E3 Musings: Is E3 – and shows like it – sustainable?

Every year I feel that E3 – and shows like it – seem to lose grasp of being a true representation of the gaming industry. So while the BBC reports on it with the usual surprise that the multi-billion dollar industry is a big deal, “It may look like a Hollywood premiere of a blockbuster film, but this is the reveal of a new video game” (in relation to Sony’s trailer for Spider-Man) the rest of us clamour over every new trailer while websites and YouTubers rush to declare X the ‘Winner of E3’.

But herein lies the issue. Once upon a time – and I’ve written about this before – E3 was *the* show that could launch hype and expectation (along with the TGS, obviously) but the industry has shifted massively since the heady days of SEGA vs Nintendo. We now have seen the rise of Steam, as well as the rise of GoG, Humble and other PC storefront platforms as well as the incredible shift of indie games going from niche to mainstream.
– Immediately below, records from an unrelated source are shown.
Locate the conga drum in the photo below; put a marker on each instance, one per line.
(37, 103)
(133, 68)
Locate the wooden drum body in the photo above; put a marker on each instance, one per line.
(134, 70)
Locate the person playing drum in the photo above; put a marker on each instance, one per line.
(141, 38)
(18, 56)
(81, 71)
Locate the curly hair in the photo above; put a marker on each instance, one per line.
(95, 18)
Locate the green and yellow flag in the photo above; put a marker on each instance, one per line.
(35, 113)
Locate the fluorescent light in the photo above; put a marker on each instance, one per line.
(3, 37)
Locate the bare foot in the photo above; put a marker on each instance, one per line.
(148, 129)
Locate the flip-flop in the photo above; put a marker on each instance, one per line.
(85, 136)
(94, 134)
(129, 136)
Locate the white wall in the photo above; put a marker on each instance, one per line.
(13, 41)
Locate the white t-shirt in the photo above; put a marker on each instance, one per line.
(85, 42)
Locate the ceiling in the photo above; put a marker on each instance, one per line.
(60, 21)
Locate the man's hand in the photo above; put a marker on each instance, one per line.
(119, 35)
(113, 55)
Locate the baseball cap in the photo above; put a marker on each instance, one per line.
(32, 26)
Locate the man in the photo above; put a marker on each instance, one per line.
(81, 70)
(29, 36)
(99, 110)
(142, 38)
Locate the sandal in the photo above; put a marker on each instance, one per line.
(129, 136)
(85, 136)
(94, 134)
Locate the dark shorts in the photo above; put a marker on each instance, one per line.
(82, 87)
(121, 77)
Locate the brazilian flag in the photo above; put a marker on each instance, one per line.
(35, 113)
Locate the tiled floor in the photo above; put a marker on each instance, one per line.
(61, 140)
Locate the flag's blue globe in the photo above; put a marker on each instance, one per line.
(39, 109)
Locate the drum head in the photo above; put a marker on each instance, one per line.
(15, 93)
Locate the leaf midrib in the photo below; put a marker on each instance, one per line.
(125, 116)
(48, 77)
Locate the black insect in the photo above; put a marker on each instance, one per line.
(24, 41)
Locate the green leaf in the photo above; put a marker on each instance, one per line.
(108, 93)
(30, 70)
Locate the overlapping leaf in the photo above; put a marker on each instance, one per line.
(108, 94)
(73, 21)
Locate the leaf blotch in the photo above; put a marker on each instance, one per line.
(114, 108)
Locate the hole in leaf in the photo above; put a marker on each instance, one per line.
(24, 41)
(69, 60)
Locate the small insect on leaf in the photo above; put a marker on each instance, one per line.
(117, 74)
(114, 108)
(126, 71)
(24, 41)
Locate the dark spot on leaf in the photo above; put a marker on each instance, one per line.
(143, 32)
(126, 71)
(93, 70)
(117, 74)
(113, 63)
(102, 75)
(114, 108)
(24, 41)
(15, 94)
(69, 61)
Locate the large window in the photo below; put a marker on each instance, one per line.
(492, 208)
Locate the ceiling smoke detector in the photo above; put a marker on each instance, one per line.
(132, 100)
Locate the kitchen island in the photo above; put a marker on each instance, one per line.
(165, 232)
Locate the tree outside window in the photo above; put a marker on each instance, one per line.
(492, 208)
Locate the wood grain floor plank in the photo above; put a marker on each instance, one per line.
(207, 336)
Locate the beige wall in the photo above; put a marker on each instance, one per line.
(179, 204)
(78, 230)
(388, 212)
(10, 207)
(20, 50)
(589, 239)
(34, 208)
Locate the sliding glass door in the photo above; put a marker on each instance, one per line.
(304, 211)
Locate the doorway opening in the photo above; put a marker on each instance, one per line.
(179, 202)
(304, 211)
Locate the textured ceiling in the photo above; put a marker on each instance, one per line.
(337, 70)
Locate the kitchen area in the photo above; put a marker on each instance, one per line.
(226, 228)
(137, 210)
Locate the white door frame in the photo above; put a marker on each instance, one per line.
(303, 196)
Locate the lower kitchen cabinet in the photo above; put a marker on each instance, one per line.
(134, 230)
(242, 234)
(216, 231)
Indeed some of these games got a brief shot at exposure as part of EA and Microsoft’s shows but on the whole the point of shows like E3 is BIG BUCK BANG GAMEZZZ!!!!!1one!

As Sony hit a mid-generational slump (not a criticism) and Microsoft gear up for their XB1 on Viagra it was evident that Nintendo and Ubisoft ‘won’ E3 because of the sheer amount of new games that we saw. In an ever busy show – yet with less on show also – the biggest announcements were mostly made well ahead of the show. Destiny 2, COD: WW2 and others were given the time to be promoted and discussed ahead of the clusterfuck of journalism that occurs traditionally around E3. Indeed Sony – via their annual PlayStation experience – revealed their hand early, but then felt no need to show off The Last of Us 2 at the biggest event of the year. It’s all a bit weird.

Does that suggest that E3 is no longer the platform to launch big titles from?

I think so, especially when you consider that with Ubisoft and Nintendo showing off some potentially risky projects and weirdly amusing ones too the big boys were waving their consoles around like war banners trying to win E3 without a flurry of new stuff.

Conversely the EGX 2016 was dramatically more focused upon indie fare. The event was a bit more chilled out – and a lot more pleasant come to think of it – as a result, and it became as much a celebration of the medium than a sales pitch. Similarly PAX shows have a very similar outlook and yet these events do not warrant near 72 hours of non-stop coverage and live streams. Would it be great to see, yes, but it wouldn’t fit in with the vibe in my opinion.

It seems to me that E3 has gotten smaller while the industry is getting bigger. Some games are too big for a five minute slot on a stage, and others are obviously too small. I wonder how E3 2018 will look, given this trend to move outside of the event itself to have satellite shows and pre-pre-pre-show reveals.